We attempted to determine whether the observed heterogeneity in our outcomes was due to the differences in the length of treatment or in the number of probiotics used. However, according to our subgroup analyses high heterogeneity still remained unknown. We need more randomized clinical trials to be able to determine the most beneficial bacteria, the optimal dosage and treatment period. The identified significant heterogeneity is due to the significant differences between the intervention of the selected articles.

There are considerable limitations in our study. The diversified settings made it impossible to assess the effect of specific probiotic strains on the analyzed parameters. Many of the analyzed studies used probiotic mixtures or dairy products containing several probiotic strains.
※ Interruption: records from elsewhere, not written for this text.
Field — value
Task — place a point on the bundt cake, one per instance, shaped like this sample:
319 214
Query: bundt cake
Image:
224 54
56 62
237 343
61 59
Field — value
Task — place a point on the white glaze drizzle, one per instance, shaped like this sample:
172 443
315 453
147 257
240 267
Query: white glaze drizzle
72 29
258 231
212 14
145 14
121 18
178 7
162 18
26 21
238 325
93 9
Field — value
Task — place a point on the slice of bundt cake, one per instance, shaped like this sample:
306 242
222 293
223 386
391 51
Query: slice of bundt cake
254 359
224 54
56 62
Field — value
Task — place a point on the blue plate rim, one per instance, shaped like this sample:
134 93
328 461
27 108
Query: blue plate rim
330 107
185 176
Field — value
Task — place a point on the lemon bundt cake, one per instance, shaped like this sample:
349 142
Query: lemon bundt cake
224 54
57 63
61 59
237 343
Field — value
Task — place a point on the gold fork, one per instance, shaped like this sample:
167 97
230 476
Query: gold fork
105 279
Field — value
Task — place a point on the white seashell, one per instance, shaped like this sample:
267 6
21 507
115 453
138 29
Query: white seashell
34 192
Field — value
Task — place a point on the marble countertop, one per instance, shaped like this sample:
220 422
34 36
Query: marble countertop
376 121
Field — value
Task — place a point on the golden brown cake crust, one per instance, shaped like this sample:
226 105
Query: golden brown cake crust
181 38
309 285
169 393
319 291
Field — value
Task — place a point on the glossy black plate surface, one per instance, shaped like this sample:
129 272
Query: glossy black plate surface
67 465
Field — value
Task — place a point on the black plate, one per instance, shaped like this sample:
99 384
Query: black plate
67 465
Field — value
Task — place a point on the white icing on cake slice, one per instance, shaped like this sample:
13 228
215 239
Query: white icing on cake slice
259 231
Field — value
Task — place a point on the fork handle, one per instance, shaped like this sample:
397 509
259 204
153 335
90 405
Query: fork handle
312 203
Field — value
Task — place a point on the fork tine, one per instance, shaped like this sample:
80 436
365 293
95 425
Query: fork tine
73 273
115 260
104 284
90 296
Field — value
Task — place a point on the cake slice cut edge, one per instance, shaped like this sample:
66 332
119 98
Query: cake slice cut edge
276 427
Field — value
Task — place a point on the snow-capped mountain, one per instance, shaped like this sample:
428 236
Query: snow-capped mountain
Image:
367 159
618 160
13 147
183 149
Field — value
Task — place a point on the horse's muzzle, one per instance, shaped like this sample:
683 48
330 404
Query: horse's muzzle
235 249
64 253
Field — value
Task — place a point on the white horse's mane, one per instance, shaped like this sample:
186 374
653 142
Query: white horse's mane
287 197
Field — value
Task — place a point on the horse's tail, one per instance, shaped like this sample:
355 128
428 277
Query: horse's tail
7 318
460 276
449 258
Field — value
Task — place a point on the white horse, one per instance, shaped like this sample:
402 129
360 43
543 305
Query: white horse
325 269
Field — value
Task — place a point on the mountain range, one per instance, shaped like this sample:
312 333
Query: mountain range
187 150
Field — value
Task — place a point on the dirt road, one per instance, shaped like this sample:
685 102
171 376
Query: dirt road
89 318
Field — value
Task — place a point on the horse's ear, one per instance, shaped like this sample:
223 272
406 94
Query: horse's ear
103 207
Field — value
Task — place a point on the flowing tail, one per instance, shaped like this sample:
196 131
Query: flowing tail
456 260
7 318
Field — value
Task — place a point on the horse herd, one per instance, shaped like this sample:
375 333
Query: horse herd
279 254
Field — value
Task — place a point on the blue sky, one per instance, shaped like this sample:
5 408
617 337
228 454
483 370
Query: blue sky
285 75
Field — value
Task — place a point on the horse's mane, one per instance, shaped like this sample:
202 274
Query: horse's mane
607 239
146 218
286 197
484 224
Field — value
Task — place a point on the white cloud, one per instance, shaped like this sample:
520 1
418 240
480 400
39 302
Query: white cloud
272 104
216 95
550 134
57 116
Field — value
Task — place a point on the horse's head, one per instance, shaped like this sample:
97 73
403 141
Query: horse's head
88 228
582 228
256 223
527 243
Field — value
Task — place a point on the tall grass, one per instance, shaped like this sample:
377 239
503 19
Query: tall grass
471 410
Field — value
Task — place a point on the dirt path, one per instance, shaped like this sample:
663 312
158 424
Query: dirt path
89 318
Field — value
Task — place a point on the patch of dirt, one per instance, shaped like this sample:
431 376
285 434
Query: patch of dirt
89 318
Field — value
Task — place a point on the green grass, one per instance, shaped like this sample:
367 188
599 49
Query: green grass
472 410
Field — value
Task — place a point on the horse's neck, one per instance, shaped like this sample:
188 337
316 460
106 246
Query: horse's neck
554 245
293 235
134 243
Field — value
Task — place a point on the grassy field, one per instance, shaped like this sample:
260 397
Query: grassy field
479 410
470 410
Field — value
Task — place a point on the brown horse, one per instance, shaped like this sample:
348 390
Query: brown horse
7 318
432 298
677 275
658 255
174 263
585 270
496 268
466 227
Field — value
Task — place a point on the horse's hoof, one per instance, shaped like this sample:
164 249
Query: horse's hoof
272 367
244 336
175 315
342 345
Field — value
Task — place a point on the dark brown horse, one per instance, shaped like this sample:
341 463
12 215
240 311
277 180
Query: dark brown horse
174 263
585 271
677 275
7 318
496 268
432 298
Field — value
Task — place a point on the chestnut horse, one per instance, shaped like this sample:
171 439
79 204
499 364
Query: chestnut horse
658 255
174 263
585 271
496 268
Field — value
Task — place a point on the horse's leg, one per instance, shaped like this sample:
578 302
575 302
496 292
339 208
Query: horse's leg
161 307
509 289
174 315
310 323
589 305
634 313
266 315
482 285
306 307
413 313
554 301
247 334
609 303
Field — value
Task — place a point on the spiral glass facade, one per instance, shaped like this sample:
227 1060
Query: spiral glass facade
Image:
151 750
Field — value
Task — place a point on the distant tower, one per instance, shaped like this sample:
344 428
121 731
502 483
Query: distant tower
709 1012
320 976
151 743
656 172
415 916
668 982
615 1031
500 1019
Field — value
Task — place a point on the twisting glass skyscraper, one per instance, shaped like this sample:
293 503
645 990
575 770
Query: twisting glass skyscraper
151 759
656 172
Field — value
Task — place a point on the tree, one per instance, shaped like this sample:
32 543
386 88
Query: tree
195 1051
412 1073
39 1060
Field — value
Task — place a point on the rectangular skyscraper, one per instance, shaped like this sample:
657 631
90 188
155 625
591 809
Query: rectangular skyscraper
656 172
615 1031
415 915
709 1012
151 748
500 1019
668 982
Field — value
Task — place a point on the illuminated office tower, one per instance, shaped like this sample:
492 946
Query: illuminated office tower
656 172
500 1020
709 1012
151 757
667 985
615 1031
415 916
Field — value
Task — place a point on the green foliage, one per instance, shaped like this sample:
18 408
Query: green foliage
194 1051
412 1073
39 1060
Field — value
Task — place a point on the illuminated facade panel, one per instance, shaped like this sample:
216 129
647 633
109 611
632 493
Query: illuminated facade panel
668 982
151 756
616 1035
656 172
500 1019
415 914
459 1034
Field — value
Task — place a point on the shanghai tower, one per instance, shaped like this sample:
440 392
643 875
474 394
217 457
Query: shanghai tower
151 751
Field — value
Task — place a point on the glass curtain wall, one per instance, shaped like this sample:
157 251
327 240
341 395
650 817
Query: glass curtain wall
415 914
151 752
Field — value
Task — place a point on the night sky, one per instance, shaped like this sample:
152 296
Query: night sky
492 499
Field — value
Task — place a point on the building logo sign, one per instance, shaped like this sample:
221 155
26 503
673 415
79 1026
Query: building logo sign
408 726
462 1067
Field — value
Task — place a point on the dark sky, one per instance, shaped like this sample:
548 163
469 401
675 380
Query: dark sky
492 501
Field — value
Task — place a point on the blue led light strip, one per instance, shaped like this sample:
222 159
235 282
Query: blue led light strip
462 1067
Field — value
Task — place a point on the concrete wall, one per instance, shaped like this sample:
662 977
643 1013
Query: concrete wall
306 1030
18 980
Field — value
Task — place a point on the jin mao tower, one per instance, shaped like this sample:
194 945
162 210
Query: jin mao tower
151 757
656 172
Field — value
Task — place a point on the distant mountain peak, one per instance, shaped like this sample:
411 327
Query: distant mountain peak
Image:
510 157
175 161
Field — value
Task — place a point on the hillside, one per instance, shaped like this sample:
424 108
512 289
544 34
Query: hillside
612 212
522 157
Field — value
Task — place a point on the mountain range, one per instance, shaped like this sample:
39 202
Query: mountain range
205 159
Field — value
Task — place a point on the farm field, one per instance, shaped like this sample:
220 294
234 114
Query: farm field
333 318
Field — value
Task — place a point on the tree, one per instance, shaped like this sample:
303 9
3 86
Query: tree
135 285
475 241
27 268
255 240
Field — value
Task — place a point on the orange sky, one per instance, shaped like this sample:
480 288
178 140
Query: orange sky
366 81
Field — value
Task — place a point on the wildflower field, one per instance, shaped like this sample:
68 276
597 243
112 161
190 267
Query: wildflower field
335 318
The data of diversity and richness of gut microbiota are absent in some of the included studies. The number of the probiotic species used in the included trials varied between the studies included in the analysis. The duration of probiotic intervention differed between the included trials. Consequently, substantial heterogeneity was observed between trials within this meta-analysis. No subgroup analysis was possible to assess which particular probiotic preparation could be the most effective to improve metabolic parameters in diabetic patients. Differences in population or differences in outcome were not considerable. The study aim was to test different cardiometabolic parameters in patients with diabetes mellitus type 2 in all included studies. However, differences in intervention were substantial, due to the fact, that different species or different probiotic combinations were used. This fact is worth to mention, because we are not able to have high quality evidence due to the very high indirectness.

In conclusion, according to our meta-analysis the administration of probiotics has a beneficial role in the management of type 2 diabetes regarding metabolic profile. We have shown a significant effect of probiotics in reducing total cholesterol, triglyceride levels, CRP, HbA1c, fasting plasma glucose, fasting insulin levels and both systolic and diastolic blood pressure values. Supplementation with probiotics increased HDL level and it did not had a significant effect on BMI or LDL levels. The practical implication of our study is that probiotic administration as a supportive intervention of type 2 diabetes could be incorporated into diabetes guidelines to beneficially modify cardiometabolic risk factors. Further studies are needed to investigate the combined effects of the different antidiabetic drugs and probiotic species.